What would you call driving an SUV through a crowded area, murdering two people with that SUV and then setting it ablaze in a final act of suicide? Most people would call that terrorism. Muslims in the area where the terrorists were from say it was not and that the act was justified because women are not allowed to cover their faces.
The terrorists were from northwest China, an area known as Xinjiang and the city they were from – Hotan – is 96% Muslim. These Muslims are known as “Uyghurs” and they are Turkish-influenced.
China has blamed a fiery attack in Tiananmen Square on “terrorists” from Xinjiang backed by international militants, but residents say that rather than jihadism, violence is driven by cultural repression, corruption and police abuses.
The dusty city of Hotan on the edge of the Taklamakan desert is 3,300 kilometres (more than 2,000 miles) and a world away from Beijing’s Forbidden City, the symbolic heart of Chinese power.

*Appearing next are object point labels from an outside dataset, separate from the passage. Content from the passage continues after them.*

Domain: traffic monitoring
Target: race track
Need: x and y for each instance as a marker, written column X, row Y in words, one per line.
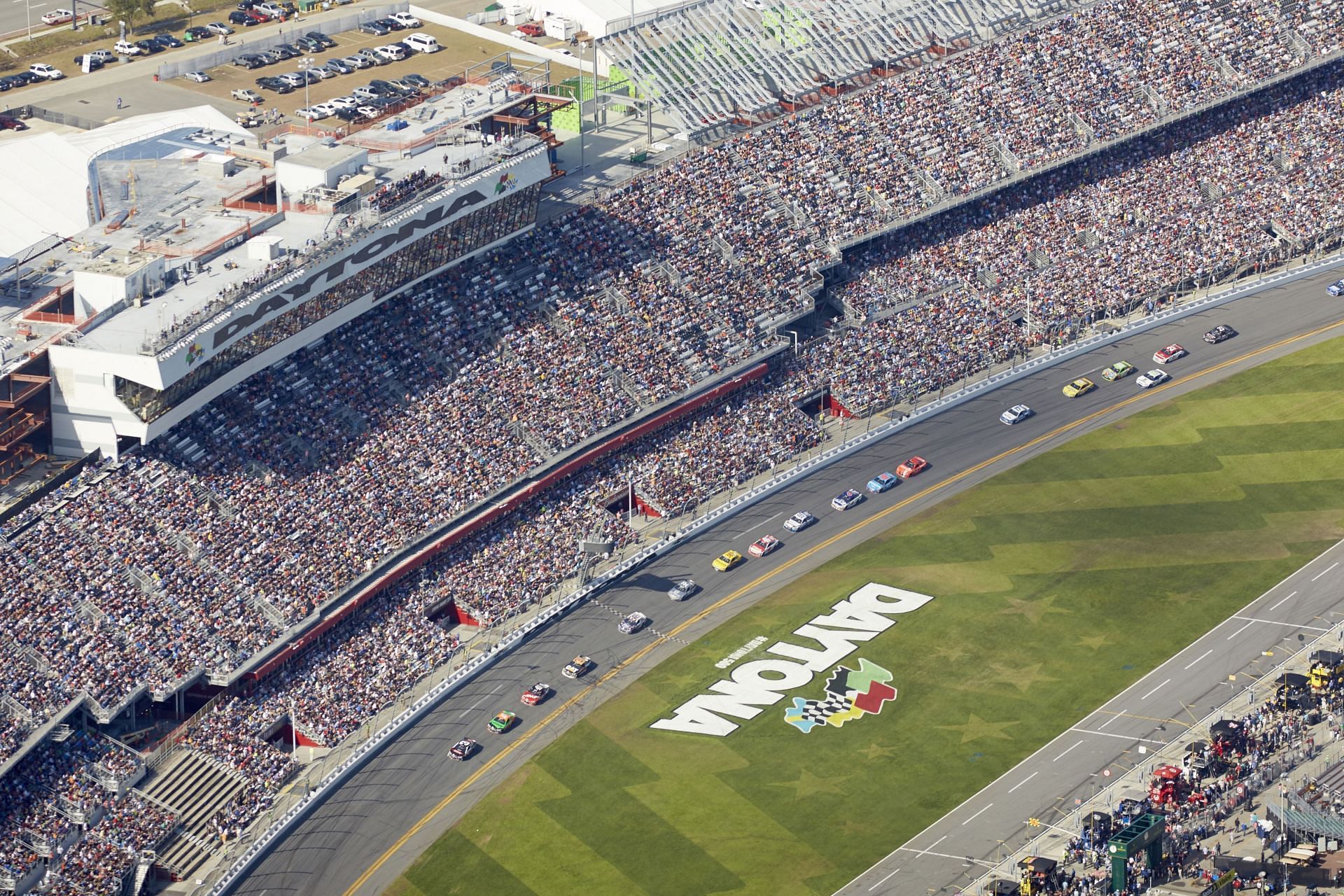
column 359, row 840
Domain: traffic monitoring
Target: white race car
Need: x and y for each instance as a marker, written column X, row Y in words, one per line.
column 1152, row 378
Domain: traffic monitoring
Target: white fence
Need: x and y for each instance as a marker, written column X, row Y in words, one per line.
column 284, row 822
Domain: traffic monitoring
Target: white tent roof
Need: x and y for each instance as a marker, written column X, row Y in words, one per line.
column 52, row 195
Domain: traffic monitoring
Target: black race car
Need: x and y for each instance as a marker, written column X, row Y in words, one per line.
column 1219, row 333
column 464, row 748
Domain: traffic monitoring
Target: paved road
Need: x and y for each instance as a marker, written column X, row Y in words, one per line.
column 340, row 843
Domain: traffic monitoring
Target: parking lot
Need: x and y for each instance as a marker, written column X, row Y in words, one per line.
column 458, row 52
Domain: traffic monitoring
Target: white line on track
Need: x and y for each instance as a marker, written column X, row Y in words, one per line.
column 758, row 526
column 1277, row 622
column 1158, row 688
column 1284, row 601
column 974, row 817
column 925, row 852
column 882, row 881
column 480, row 701
column 1060, row 757
column 1198, row 659
column 1107, row 734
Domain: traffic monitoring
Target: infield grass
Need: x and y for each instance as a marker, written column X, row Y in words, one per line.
column 1057, row 584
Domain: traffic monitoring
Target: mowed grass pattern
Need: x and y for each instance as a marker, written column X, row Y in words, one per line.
column 1058, row 583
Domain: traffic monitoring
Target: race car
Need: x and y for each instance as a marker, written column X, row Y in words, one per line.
column 577, row 666
column 1119, row 371
column 847, row 500
column 882, row 482
column 683, row 590
column 502, row 722
column 632, row 624
column 537, row 694
column 727, row 561
column 1079, row 387
column 463, row 748
column 914, row 466
column 764, row 546
column 1152, row 378
column 1170, row 354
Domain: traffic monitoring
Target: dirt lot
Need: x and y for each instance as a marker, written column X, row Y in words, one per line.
column 460, row 51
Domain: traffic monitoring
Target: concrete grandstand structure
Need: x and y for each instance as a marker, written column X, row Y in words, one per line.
column 413, row 448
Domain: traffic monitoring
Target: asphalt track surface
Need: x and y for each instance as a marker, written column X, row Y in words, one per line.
column 370, row 830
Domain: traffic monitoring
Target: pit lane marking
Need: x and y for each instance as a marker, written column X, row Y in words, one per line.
column 932, row 488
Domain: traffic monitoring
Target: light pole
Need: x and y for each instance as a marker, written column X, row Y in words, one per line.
column 29, row 7
column 302, row 67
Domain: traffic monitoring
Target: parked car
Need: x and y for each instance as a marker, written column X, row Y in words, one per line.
column 421, row 42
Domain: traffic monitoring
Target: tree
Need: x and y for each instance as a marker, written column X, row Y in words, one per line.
column 131, row 10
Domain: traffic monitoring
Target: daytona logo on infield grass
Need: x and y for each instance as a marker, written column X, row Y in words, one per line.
column 761, row 682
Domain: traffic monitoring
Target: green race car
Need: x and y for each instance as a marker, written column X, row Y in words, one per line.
column 1119, row 371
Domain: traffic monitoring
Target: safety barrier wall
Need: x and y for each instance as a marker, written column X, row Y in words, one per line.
column 286, row 822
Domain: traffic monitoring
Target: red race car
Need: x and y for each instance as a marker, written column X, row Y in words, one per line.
column 537, row 694
column 913, row 466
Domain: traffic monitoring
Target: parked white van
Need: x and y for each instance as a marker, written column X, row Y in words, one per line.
column 421, row 42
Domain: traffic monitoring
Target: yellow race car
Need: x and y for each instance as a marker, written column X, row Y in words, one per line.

Armed security personnel in camouflage and police vans patrol the streets in the city whose two million strong population is 96 percent Uighur, a mainly Muslim ethnic minority concentrated in Xinjiang.
China’s state broadcaster CCTV has said that the three people who carried out the Tiananmen attack, which saw their vehicle barrel into crowds and burst into flames, and five others detained in connection, were all from Hotan.
But residents reject the accusation that the deadly Tiananmen incident — the first attributed to Uighurs outside the far western region — and a series of clashes inside Xinjiang this year are the result of terrorism.
“Uighurs are angry that women are not allowed to cover their faces or that they must bribe government officials to get things done,” said a 30-year-old doctor. {emphasis ours}
That ‘do what we say and nobody gets hurt’ meme is indeed a common denominator among Muslims who commit terror and stealth jihadists who like to point to the threat of such acts for the same purpose. Ground Zero mosque imam Feisal Abdul Rauf did this during an appearance on Larry King back in 2010. He told guest host Soledad O’Brien that if the mosque wasn’t built, “radicals” might commit acts of terror.
Such behavior is not about human or even civil rights. It’s about power and control in an effort to annex Xinjiang and calling it East Turkistan. Have a look at this press release from the World Uyghur Congress.
The reality is that bordering Xinjiang to the west are Pakistan, Afghanistan, Tajikistan, Kyrgystan, and Kazakhstan, which are all home to Uyghurs. If China forbids women from covering their faces, it’s China’s right as a nation to do so. Moreover, there are plenty of countries for Uyghurs in Xinjiang to move to, where covering the faces of women is common.
As usual, CNN is lending credibility to an absurd premise by entertaining both sides of the argument in an article entitled, “Tiananmen crash: Terrorism or cry of desperation?”